The Manawahe Eco Trust was formed to manage the community’s interest in improving biodiversity in native forest within the Manawahe Ecological Corridor. It is a registered Charitable Trust and currently has five Trustees partnered with voluntary support from local community members.

With help from volunteers, the Manawahe Eco Trust is committed to managing and enhancing the biodiversity of the area. The Manawahe Ecological Corridor is the only forested ecological corridor that exists between the Rotorua lakes and the sea. Contained within the corridor are populations of threatened species which include the iconic species of kokako. The important landscape features within the corridor have been recognised as an outstanding regional ecological asset.

The Manawahe Ecological Corridor is so named because the remnants of natural habitat between Lake Rotoma and the coast form a continuation of the diverse ecosystem types that can be found across this 300m altitudinal range.

The area protected in the lower reaches of the Corridor represent just 1% of the ecosystem type that was found on the Rangitaiki plains before they were drained for farming.

KOKAKO POPULATION

Much of the high-profile work on protecting the bush in the Manawahe has focused on the breeding area of a Kokako population. Since the mid-1990s the population has grown from 14 to 53 birds.

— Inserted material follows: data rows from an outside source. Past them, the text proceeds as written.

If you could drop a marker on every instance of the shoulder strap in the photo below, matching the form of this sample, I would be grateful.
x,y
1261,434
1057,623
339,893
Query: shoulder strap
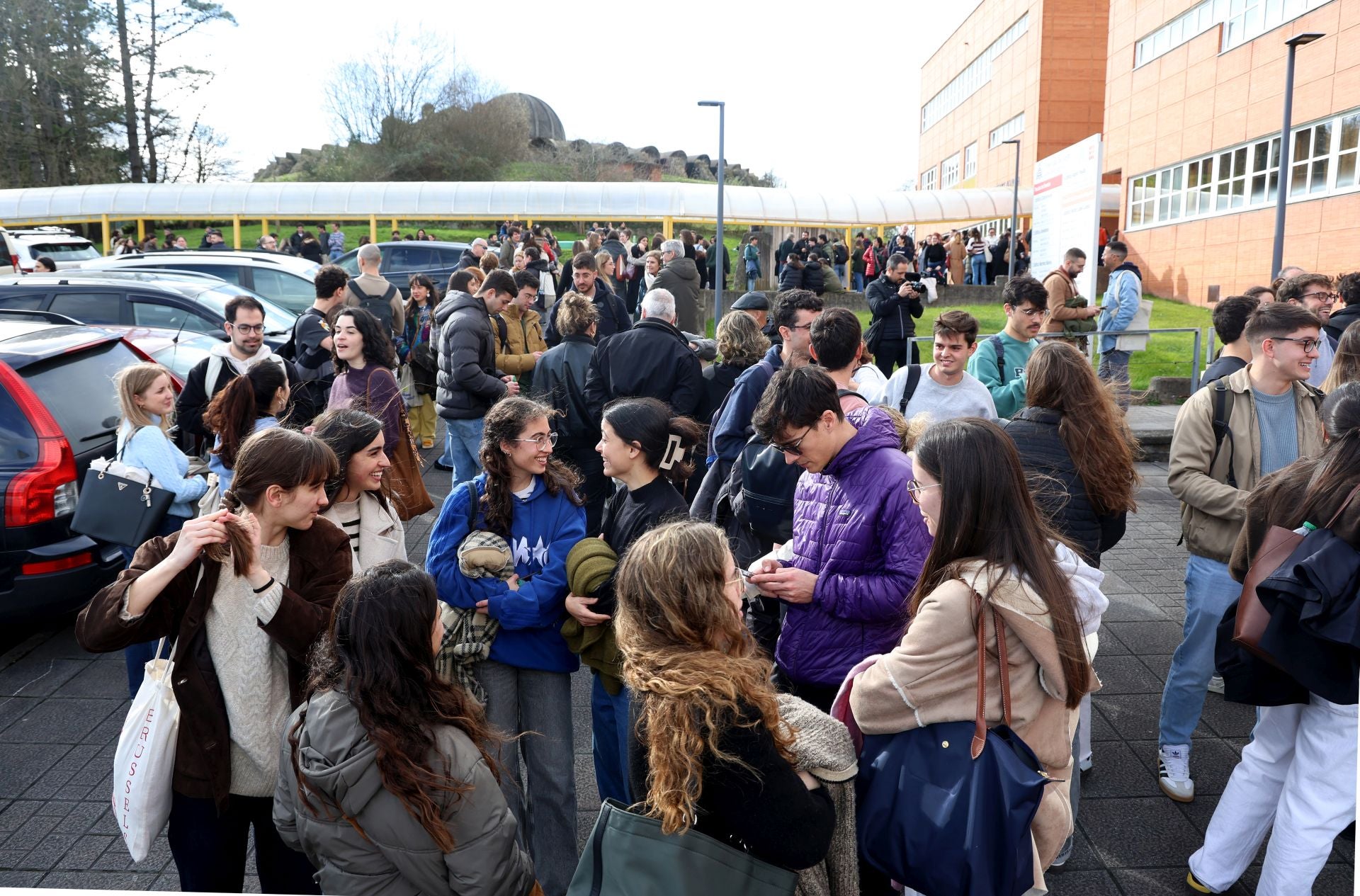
x,y
910,389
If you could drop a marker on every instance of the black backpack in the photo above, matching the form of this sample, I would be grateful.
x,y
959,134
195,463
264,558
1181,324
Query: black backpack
x,y
380,307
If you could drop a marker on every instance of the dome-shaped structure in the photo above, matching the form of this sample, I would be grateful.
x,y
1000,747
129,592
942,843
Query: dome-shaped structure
x,y
543,120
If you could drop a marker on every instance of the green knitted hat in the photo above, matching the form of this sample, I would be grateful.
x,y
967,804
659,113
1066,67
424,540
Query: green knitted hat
x,y
589,566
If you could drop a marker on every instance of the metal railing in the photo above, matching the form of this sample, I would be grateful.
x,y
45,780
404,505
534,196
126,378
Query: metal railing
x,y
1196,359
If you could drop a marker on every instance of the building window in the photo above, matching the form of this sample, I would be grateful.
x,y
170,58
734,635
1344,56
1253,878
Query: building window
x,y
971,79
1007,131
1324,157
1242,19
950,171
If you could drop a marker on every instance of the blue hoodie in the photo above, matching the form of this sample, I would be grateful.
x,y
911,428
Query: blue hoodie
x,y
543,529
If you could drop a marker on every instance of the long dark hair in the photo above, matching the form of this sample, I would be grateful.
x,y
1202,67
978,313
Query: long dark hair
x,y
348,431
504,423
378,654
270,457
986,514
647,423
1092,429
232,414
377,344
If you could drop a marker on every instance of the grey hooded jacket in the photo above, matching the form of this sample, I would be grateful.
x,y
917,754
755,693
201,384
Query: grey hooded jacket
x,y
395,856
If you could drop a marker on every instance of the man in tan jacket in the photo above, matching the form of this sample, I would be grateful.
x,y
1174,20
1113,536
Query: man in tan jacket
x,y
1266,418
1061,286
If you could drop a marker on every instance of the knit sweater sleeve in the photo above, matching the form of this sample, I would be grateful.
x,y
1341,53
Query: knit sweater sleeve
x,y
153,450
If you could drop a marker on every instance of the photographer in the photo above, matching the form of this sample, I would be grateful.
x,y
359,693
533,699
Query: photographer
x,y
895,301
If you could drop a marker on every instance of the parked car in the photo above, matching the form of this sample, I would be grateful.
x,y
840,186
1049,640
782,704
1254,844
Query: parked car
x,y
22,248
286,279
152,298
57,412
402,259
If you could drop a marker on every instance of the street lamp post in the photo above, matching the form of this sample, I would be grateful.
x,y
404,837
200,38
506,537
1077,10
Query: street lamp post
x,y
718,254
1015,212
1283,189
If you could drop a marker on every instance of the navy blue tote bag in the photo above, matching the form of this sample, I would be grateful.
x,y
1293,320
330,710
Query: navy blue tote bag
x,y
946,810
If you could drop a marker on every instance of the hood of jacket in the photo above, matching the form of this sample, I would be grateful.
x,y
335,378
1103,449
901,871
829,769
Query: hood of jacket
x,y
335,754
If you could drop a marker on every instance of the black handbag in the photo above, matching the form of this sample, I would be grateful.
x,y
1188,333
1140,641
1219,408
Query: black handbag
x,y
120,510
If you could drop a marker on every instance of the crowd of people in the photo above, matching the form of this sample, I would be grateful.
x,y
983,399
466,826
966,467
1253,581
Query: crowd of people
x,y
776,554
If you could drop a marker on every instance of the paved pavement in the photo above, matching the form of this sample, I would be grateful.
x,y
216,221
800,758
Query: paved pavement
x,y
62,711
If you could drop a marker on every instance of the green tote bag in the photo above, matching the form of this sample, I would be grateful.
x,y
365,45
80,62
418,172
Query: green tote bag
x,y
629,856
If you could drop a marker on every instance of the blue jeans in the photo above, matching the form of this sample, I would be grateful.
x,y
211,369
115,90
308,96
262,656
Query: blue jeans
x,y
980,268
461,442
1209,591
610,742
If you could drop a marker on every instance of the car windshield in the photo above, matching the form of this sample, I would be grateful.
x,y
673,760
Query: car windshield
x,y
276,320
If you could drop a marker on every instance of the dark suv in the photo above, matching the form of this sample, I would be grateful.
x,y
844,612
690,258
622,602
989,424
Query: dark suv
x,y
57,412
155,298
402,259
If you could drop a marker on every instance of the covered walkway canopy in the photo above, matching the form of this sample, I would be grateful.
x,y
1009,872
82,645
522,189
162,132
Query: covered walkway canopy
x,y
521,200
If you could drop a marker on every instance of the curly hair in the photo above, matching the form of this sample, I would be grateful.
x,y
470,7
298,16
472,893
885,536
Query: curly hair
x,y
506,421
691,664
740,340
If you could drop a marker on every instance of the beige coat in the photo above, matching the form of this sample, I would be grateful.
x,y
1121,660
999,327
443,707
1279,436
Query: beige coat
x,y
1211,510
932,676
381,533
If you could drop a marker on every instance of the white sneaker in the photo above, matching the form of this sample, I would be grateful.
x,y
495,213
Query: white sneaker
x,y
1174,773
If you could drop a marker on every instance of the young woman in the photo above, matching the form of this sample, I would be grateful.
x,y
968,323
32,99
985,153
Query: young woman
x,y
966,471
146,403
645,449
245,405
387,779
1296,779
244,593
422,355
359,497
528,498
708,748
561,382
365,359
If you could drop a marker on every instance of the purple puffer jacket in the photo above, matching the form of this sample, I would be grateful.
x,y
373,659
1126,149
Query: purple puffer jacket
x,y
856,528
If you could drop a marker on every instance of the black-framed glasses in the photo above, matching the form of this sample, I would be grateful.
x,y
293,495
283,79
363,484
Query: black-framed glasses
x,y
1309,344
792,448
543,439
916,487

NATIVE BIRD & INVERTEBRATE POPULATIONS

As well as the kokako, the bush is home to lively populations of tui as well as bellbirds, tomtits, grey warblers, cuckoo’s, fantail, kereru and there have been sightings of whitehead and robin .The diverse habitats that can be found throughout the bush are home to an abundance of invertebrates some that have yet to be studied including the Giant Centipede. Forest Gecko and Pacific Gecko were found in a study in 2007.